How could Crape Myrtles not steal the spotlight? They have a year-round flowering plant with an impressive bark. Crape myrtles (Lagerstroemia) are a deciduous tree, meaning that they lose their leaves seasonally. While they hold their value year-round, they are most impressive in full bloom.

The Southern Spotlight - Crepe Myrtle

Crape Myrtle trees are part of a large family with many varieties. Most are umbrella shaped and have several stems. Crape Myrtles bloom bright hues in the summer and deeper hues in the fall. They create a warm entrance and look great standing alone or with trees/shrubs to compliment. They pair exceptionally well with darker green hues.
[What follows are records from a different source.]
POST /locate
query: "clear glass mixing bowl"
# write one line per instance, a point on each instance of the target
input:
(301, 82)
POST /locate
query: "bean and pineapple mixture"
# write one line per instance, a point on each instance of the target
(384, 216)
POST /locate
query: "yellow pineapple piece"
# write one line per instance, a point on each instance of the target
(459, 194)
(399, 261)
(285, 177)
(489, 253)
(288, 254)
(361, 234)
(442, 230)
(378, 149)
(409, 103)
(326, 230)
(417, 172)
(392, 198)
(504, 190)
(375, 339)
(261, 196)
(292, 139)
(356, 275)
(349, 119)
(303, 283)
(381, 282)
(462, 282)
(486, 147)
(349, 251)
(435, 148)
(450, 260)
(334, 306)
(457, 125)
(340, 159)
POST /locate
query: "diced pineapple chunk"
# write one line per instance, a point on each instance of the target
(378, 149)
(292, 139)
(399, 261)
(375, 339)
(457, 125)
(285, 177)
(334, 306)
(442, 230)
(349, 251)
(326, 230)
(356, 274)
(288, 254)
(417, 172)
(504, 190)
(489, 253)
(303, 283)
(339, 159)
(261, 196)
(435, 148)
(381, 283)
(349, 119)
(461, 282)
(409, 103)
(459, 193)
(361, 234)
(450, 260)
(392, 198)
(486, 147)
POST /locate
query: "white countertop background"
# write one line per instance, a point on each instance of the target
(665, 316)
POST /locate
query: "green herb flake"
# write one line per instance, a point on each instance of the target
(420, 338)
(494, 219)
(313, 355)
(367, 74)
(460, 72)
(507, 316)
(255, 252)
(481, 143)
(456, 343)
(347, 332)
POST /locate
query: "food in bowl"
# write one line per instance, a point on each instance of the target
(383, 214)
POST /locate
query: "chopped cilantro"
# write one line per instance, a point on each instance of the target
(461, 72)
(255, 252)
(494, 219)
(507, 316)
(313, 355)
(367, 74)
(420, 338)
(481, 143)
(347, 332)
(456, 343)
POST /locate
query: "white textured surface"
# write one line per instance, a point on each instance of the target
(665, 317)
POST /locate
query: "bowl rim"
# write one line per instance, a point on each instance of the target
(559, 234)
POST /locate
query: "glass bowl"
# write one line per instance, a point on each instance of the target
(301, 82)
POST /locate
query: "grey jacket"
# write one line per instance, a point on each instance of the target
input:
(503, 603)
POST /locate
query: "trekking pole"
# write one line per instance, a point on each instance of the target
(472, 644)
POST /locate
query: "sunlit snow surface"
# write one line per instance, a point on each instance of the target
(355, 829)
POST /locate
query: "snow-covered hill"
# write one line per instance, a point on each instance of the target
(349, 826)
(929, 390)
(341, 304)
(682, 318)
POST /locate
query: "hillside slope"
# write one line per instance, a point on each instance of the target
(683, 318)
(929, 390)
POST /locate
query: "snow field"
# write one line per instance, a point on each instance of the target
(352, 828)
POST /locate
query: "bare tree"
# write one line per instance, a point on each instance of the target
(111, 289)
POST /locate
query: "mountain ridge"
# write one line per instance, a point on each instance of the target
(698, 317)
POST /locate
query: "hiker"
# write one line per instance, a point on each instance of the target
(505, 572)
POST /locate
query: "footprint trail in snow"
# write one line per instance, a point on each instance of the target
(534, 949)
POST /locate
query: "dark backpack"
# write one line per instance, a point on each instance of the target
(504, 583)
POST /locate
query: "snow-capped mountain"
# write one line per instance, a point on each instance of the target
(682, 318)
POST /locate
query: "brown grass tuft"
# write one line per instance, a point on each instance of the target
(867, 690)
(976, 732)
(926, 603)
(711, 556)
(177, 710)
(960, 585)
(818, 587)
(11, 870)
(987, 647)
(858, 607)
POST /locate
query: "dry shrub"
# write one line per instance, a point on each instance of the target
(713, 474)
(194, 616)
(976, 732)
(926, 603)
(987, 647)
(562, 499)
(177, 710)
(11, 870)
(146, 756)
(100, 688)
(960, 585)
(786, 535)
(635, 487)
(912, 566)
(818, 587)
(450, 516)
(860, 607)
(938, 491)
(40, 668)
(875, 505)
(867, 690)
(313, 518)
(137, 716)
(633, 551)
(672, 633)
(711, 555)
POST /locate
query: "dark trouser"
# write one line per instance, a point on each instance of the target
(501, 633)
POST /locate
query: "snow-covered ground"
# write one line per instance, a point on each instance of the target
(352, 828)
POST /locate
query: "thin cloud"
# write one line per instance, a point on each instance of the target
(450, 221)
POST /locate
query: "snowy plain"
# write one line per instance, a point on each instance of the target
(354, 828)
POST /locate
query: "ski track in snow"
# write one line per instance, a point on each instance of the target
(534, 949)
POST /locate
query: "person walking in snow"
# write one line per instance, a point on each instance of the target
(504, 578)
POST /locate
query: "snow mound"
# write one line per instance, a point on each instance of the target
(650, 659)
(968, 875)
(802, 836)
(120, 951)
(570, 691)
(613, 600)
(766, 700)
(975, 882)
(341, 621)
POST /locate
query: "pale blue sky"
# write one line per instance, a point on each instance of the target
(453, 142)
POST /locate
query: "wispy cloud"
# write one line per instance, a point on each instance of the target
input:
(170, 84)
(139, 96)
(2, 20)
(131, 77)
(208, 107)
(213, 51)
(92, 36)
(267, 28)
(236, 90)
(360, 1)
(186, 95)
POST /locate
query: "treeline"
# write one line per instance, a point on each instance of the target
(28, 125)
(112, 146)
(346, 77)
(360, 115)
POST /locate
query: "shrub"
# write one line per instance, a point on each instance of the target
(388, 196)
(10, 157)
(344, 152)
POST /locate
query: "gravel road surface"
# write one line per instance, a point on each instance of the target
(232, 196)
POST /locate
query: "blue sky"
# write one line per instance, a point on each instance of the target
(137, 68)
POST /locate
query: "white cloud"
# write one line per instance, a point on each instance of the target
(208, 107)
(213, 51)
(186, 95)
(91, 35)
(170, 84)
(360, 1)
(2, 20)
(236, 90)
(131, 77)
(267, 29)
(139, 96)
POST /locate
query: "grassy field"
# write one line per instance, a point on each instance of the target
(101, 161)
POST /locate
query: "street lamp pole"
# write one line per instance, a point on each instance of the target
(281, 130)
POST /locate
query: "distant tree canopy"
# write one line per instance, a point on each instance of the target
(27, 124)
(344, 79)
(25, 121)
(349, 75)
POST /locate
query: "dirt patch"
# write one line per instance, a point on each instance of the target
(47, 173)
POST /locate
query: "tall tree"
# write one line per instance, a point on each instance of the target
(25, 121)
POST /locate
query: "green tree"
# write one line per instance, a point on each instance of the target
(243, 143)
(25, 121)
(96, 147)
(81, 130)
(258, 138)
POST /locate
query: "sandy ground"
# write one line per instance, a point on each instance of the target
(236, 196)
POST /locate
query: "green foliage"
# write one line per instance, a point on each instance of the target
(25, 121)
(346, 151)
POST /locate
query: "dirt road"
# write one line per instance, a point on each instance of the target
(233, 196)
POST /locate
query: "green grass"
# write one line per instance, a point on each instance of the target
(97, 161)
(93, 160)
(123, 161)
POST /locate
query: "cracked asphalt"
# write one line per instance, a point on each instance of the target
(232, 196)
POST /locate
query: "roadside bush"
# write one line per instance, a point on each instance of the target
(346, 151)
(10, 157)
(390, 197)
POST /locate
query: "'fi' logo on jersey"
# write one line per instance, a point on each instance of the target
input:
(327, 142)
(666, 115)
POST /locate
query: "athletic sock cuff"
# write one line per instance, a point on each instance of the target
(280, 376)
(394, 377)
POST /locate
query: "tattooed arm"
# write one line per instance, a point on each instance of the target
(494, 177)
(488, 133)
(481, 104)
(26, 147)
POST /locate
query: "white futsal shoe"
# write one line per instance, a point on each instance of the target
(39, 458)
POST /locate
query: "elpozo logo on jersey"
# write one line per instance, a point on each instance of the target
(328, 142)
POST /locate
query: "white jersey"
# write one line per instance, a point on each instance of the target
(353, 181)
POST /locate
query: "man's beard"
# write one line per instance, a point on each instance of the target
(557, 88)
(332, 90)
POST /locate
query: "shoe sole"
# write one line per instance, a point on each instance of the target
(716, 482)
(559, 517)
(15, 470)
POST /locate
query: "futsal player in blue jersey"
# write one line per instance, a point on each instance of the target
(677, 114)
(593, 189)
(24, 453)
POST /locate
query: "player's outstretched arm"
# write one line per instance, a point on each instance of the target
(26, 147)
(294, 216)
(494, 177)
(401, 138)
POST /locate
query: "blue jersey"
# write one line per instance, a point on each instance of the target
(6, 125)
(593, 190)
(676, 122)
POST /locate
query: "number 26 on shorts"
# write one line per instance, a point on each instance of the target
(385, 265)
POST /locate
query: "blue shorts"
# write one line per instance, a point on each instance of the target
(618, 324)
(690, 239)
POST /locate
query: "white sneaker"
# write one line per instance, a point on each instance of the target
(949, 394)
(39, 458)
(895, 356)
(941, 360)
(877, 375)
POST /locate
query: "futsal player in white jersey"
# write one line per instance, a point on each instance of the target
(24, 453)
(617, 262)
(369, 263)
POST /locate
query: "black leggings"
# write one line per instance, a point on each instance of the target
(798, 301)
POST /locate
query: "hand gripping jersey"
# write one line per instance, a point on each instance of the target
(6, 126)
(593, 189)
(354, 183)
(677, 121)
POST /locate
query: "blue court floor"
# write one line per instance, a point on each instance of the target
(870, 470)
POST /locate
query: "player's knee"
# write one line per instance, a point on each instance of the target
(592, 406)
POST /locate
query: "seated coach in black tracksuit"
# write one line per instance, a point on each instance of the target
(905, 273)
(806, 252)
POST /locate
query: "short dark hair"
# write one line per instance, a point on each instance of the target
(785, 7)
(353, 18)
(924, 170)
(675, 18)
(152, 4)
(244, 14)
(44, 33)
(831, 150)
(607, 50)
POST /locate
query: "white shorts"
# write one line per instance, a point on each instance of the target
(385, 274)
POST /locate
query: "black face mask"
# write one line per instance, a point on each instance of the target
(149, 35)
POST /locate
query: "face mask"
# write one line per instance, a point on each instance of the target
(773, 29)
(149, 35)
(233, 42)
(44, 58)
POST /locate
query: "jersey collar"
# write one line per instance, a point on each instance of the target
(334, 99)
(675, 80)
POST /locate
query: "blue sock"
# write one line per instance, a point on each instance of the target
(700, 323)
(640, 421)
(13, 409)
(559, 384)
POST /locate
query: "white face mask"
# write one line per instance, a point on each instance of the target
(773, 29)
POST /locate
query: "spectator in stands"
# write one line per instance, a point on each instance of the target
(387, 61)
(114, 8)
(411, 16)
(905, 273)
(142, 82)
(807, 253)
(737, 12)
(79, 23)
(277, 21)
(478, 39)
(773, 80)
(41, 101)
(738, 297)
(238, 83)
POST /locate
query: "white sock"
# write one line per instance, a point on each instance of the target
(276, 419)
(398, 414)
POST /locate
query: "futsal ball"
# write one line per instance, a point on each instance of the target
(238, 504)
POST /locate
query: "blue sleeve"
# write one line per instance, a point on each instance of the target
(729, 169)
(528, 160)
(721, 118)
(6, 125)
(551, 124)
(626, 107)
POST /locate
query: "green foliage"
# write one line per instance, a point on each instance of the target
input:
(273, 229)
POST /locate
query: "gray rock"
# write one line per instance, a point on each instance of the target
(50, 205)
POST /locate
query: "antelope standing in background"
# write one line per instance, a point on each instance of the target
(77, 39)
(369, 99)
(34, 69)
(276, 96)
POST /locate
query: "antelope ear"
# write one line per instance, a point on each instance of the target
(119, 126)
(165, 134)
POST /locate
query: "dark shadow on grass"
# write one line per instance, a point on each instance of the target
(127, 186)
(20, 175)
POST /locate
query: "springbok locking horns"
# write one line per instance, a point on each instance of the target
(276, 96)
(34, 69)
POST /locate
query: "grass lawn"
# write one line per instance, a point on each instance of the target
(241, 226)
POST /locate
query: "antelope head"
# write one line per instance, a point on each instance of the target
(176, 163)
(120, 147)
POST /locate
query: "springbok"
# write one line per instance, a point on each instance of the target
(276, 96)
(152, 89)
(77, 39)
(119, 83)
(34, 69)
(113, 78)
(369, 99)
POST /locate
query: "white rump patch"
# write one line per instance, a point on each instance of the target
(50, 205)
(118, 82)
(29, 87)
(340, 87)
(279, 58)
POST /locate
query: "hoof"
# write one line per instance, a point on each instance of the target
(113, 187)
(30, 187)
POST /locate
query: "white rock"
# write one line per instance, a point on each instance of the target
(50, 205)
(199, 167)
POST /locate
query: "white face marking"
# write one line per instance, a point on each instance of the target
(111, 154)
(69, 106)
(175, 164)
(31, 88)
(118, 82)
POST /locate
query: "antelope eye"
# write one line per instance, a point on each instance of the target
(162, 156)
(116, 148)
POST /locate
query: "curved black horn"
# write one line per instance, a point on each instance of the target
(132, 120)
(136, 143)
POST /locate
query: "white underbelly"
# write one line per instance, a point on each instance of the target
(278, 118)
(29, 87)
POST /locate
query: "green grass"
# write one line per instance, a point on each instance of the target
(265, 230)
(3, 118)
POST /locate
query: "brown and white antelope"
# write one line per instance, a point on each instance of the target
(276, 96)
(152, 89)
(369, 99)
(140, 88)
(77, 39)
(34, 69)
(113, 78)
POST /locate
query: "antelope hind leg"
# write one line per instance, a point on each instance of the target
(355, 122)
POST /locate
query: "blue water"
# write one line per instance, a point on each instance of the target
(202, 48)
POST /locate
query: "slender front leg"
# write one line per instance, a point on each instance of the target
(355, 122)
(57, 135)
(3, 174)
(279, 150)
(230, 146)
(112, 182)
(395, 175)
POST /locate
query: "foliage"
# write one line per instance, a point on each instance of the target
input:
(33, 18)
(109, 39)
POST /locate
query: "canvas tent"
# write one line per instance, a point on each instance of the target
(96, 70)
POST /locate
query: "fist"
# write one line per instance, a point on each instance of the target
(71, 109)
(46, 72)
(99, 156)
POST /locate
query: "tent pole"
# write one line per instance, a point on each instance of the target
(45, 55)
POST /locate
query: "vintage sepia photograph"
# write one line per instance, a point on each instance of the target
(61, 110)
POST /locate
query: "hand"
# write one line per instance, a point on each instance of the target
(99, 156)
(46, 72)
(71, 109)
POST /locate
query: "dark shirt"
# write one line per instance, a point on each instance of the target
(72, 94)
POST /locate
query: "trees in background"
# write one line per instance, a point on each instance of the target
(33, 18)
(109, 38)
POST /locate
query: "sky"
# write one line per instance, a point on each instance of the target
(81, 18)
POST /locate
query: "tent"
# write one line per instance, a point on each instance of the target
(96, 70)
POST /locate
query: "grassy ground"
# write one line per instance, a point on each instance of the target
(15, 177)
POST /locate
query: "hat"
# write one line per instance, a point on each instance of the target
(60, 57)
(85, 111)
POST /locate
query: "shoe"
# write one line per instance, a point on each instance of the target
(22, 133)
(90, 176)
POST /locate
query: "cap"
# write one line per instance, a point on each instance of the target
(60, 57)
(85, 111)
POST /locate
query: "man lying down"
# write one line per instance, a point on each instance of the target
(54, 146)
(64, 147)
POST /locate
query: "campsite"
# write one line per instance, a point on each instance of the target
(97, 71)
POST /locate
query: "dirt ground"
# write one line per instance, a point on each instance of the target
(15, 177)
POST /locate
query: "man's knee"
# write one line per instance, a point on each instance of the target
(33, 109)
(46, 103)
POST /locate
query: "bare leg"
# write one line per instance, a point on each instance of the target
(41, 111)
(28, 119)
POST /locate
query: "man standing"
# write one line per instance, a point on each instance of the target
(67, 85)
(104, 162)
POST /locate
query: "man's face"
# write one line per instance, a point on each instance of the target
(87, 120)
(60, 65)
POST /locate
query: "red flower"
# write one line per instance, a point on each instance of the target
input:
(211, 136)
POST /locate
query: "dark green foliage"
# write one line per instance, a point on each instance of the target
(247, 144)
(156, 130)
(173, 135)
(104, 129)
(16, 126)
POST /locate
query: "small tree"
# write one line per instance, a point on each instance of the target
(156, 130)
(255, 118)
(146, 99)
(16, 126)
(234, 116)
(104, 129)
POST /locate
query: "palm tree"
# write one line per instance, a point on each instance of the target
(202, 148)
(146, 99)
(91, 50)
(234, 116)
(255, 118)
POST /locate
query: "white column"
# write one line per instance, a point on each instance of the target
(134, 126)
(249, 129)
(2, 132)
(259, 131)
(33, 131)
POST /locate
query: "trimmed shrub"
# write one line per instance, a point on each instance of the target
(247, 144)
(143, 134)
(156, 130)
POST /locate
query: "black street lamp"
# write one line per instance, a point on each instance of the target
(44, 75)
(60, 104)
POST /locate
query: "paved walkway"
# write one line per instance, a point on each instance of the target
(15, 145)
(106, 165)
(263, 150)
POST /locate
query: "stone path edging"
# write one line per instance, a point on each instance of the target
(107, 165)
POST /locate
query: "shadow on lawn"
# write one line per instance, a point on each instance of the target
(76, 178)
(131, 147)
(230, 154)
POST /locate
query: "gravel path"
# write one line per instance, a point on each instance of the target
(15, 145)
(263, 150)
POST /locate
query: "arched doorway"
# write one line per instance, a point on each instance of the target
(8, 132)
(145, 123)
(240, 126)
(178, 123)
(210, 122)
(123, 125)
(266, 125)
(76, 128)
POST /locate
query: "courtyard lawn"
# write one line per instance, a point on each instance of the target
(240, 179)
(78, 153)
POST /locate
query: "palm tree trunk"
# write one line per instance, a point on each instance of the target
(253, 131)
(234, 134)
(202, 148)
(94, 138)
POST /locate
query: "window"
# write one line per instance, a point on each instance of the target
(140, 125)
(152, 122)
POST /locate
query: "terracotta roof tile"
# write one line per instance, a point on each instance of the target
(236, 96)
Several things to be aware of include placement, bark peeling, and pruning. In regards to placement, make sure you give the Crape Myrtle all the spotlight it deserves. They flourish in the sunlight. Their bark does shed, but don’t worry, newer and healthier layers are underneath. Pruning is best to do in the winter. Pruning is very important while the tree is young to develop strong shoots. It will flourish with age. You may also want to lightly prune them during the summer to keep blooms fresh.

Crape Myrtles have been the joy of the south since 1786 when King Louis XVI introduced them to Charleston, South Carolina. Today, it ranks as the South’s most popular and ornamental tree. They make great yard dividers for homes in crowded neighborhoods or fillers for open land.